Para se ter ideia mais precisa sobre a importância dessa eleição, basta dizer que dos 79 municípios que compõe o Estado de Mato Grosso do Sul, apenas 40 têm maior número de cidadãos aptos a votar em relação à UFGD, com 10 mil eleitores. Significa dizer que assistimos nos últimos trinta dias a uma campanha contagiante, explosão democrática no universo universitário de nossa cidade. A participação dos acadêmicos, a imensa maioria [em torno de oito mil], constitui-se em aprendizado virtuoso. Técnicos-administrativos e professores, assim como os discentes, participaram dos debates, das reuniões e das conversas “olho no olho” com os candidatos.
Pela quantidade de votantes e pela qualidade da campanha, penso que as comunidades de Dourados e Região devem acompanhar com especial atenção o que se passa internamente tanto na UFGD, quanto na UEMS que, em breve, terá também eleição para a reitoria, esta envolvendo quinze municípios do Estado.
Nesse sentido, tomo a liberdade de demonstrar como é o processo de escolha do reitor(a), mesmo que tenha que “chover no molhado”, como diria minha avó.
Primeiro é feita a consulta prévia à Comunidade Universitária, conforme ocorreu ontem, dia 12/03/2019. Os três segmentos que compõe a Universidade [discentes, técnicos-administrativos e docentes] têm o mesmo peso na consulta. Cada qual 33,33%, ou seja, o voto é paritário, constituindo-se em notável avanço democrático, pois antigamente o voto dos docentes valia 70% e os outros dois segmentos somavam apenas 30%.

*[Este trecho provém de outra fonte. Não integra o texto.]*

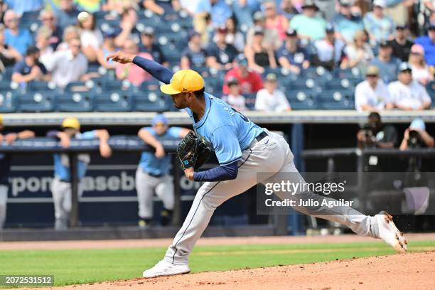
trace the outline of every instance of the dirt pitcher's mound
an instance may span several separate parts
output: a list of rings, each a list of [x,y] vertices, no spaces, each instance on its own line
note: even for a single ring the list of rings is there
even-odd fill
[[[136,279],[60,289],[435,289],[435,252]]]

O resultado da consulta prévia é encaminhado ao Colégio Eleitoral, constituído pelos dois órgãos máximos da Universidade, o Conselho de Ensino, Pesquisa, Extensão e Cultura [CEPEC] e o Conselho Universitário [COUNI]. Esse Colégio Eleitoral é quem formula a lista tríplice, acatando o que foi determinado na consulta prévia, pois, afinal, quem permitiu essa consulta foram esses próprios Conselhos.
“Até aí o Laquicho vai bem”, mas, para essa eleição, há um componente novo. As três chapas concorrentes, ou por convicção própria, ou para atenderem ao apelo dos Sindicatos dos Técnicos-Administrativos e dos Docentes e do Diretório Central dos Estudantes, assumiram o compromisso de só permitirem a inclusão de seus nomes na lista tríplice [do Colégio Eleitoral] caso sejam a primeira colocada na consulta prévia. Fica explícito que os três nomes que comporão a lista serão da chapa vencedora.
Bem, mas a lista tríplice deve ser encaminhada pelo Colégio Eleitoral ao Ministério da Educação e deste ao presidente da República, que nomeará o Reitor(a).
Diz o anedotário que os políticos de Minas Gerais certa vez levaram uma lista tríplice para que Getúlio Vargas escolhesse o governador daquele Estado. Getúlio teria dito: “não dá para acrescentar nessa lista o nome de Fulano? ”. Claro presidente, responderam. Pois então ele está nomeado, disse Getúlio.
Daria para ser feito algo semelhante com a lista tríplice da UFGD? Poderia o presidente desrespeitar a vontade da maioria. Não creio, embora já tenha presenciado na UFMS e, especificamente no caso do CEUD, alguns casos anacrônicos dessa natureza, coisas do passado. Ninguém espera que essas anomalias de outrora se repitam. FHC [com raras exceções], Lula e Dilma sempre respeitaram a decisão da comunidade universitária, nomeando o candidato mais votado.
Que o pacto da UFGD seja respeitado e a chapa vencedora nomeada. É o mínimo que se espera de um país democrático. Não são os deputados, nem os senadores que escolhem o Reitor(a), mas a própria Comunidade Universitária, mesmo porque respeitar a vontade da maioria significa dar governabilidade à chapa escolhida.